Answer: bellow .
Explanation:
To find the value of sin^2(2 deg) + sin^2(3 deg) + sin^2(88 deg) + sin^2(87 deg), we can use the trigonometric identity:
sin^2(x) + cos^2(x) = 1
Since the question is asking for the sum of four terms, we can use this identity to simplify the expression:
sin^2(2 deg) + sin^2(3 deg) + sin^2(88 deg) + sin^2(87 deg) = 1 - cos^2(2 deg) + 1 - cos^2(3 deg) + 1 - cos^2(88 deg) + 1 - cos^2(87 deg)
Next, let's use the fact that cos(x) = sin(90 deg - x):
= 1 - cos^2(2 deg) + 1 - cos^2(3 deg) + 1 - cos^2(2 deg) + 1 - cos^2(3 deg)
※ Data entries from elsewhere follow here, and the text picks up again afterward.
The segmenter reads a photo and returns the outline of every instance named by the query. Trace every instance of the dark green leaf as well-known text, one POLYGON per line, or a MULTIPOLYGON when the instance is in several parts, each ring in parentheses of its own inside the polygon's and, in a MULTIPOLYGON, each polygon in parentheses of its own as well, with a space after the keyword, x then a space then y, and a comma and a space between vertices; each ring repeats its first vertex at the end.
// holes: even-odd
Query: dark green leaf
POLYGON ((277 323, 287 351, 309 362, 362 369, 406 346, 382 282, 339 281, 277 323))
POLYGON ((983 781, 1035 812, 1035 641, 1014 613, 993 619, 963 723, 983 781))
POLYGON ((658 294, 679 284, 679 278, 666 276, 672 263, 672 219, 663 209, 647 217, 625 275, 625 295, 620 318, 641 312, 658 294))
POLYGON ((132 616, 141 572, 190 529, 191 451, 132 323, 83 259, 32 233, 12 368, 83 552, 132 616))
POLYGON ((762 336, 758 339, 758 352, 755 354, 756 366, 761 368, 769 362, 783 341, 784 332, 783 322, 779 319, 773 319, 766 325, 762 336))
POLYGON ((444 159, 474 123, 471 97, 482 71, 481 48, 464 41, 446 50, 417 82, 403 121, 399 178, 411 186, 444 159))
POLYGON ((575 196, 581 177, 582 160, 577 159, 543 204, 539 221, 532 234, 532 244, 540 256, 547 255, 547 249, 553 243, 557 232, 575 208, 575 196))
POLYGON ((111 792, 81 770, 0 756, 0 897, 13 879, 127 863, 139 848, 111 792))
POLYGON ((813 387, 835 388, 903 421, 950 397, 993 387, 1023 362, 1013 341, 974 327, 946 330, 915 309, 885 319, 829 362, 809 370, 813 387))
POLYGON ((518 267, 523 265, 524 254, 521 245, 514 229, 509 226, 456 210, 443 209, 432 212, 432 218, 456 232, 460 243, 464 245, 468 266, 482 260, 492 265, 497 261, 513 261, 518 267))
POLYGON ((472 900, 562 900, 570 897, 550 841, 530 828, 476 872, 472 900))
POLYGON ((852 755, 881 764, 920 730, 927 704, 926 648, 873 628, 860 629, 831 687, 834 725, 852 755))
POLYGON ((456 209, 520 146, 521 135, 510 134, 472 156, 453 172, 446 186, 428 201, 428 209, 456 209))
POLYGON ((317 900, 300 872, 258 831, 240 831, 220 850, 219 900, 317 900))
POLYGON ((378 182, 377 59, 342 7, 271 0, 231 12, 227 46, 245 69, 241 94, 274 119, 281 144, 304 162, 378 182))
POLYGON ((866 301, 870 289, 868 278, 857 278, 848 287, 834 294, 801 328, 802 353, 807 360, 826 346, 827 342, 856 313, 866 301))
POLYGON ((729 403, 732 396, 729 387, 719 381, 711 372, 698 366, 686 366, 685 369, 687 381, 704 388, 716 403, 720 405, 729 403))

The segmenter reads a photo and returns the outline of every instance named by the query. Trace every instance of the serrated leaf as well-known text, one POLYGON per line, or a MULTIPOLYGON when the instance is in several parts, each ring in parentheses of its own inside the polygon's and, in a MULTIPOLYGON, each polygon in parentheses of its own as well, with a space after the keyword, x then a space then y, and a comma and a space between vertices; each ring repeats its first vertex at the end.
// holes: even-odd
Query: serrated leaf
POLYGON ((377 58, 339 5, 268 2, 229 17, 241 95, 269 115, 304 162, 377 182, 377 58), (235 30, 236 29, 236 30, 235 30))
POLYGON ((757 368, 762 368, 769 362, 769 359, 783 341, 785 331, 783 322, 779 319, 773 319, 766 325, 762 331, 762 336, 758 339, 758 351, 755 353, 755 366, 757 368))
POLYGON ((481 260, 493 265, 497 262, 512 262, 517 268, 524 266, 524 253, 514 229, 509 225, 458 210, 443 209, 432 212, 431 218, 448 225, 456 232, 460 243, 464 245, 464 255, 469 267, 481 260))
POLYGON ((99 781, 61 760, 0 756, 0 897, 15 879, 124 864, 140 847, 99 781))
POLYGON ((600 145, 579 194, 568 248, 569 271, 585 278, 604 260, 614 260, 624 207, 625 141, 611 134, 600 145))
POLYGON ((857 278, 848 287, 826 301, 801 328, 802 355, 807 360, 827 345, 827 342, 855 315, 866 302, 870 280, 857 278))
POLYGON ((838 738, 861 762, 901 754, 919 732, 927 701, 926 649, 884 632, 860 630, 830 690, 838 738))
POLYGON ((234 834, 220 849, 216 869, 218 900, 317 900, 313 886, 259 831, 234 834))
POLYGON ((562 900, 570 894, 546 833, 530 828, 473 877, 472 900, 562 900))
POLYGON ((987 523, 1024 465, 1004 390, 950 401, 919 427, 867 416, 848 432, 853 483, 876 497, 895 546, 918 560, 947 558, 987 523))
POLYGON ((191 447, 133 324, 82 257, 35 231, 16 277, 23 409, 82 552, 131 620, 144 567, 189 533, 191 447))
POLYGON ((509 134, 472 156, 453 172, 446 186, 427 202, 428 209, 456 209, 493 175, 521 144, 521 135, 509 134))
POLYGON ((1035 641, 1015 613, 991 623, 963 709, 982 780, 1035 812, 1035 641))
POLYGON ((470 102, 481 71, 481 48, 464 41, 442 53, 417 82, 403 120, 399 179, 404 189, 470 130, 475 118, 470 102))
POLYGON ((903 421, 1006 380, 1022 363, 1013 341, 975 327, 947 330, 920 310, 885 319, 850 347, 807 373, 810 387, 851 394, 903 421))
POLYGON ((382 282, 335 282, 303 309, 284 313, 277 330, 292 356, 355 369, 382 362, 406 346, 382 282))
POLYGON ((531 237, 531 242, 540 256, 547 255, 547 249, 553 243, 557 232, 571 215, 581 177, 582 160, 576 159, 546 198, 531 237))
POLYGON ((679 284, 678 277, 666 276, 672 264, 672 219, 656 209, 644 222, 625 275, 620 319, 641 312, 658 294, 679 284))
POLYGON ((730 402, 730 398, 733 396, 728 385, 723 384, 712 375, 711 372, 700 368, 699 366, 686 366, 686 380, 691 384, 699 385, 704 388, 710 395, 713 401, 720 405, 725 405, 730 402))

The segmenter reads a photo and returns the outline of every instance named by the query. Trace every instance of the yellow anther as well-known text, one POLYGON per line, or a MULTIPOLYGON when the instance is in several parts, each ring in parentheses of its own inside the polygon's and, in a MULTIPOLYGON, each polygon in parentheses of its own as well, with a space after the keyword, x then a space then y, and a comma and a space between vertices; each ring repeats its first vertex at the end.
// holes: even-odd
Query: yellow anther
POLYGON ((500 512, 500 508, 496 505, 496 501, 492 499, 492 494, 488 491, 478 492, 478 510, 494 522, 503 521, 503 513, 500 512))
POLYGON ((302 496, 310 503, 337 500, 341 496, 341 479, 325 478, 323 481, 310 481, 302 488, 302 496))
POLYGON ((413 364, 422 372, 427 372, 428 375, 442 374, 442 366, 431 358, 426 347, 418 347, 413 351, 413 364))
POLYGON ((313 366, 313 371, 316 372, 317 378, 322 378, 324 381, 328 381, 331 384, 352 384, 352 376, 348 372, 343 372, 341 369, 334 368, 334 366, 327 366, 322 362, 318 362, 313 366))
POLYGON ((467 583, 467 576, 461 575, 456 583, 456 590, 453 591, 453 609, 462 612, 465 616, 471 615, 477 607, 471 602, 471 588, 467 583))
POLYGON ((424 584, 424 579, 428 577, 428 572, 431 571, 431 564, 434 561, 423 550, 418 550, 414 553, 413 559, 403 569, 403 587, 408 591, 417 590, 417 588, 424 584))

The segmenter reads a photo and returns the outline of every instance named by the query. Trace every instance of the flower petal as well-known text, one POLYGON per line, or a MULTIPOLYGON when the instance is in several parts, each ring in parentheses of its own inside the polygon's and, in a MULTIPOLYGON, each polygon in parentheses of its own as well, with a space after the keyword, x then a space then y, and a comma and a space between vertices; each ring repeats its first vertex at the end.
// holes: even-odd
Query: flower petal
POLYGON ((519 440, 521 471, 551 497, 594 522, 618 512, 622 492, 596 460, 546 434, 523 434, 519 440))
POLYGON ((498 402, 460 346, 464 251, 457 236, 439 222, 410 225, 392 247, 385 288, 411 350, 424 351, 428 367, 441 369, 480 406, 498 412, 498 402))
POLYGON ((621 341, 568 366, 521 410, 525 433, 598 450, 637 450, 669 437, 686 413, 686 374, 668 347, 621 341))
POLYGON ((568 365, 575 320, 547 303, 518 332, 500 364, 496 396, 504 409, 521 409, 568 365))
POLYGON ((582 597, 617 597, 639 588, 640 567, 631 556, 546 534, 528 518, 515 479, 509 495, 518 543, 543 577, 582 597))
Now, we can use the identity sin^2(x) = 1 - cos^2(x):
= 1 - cos^2(2 deg) + 1 - cos^2(3 deg) + 1 - cos^2(2 deg) + 1 - cos^2(3 deg)
= 4 - (cos^2(2 deg) + cos^2(3 deg) + cos^2(2 deg) + cos^2(3 deg))
= 4 - 2(cos^2(2 deg) + cos^2(3 deg))
Now, we can substitute the values of cos(2 deg) and cos(3 deg) using a calculator or trigonometric tables. After calculating the values, we can plug them back into the expression:
= 4 - 2(0.99939^2 + 0.99863^2)
= 4 - 2(0.99878 + 0.99727)
= 4 - 2(1.99505)
= 4 - 3.9901
= 0.0099
Therefore, sin^2(2 deg) + sin^2(3 deg) + sin^2(88 deg) + sin^2(87 deg) is approximately equal to 0.0099.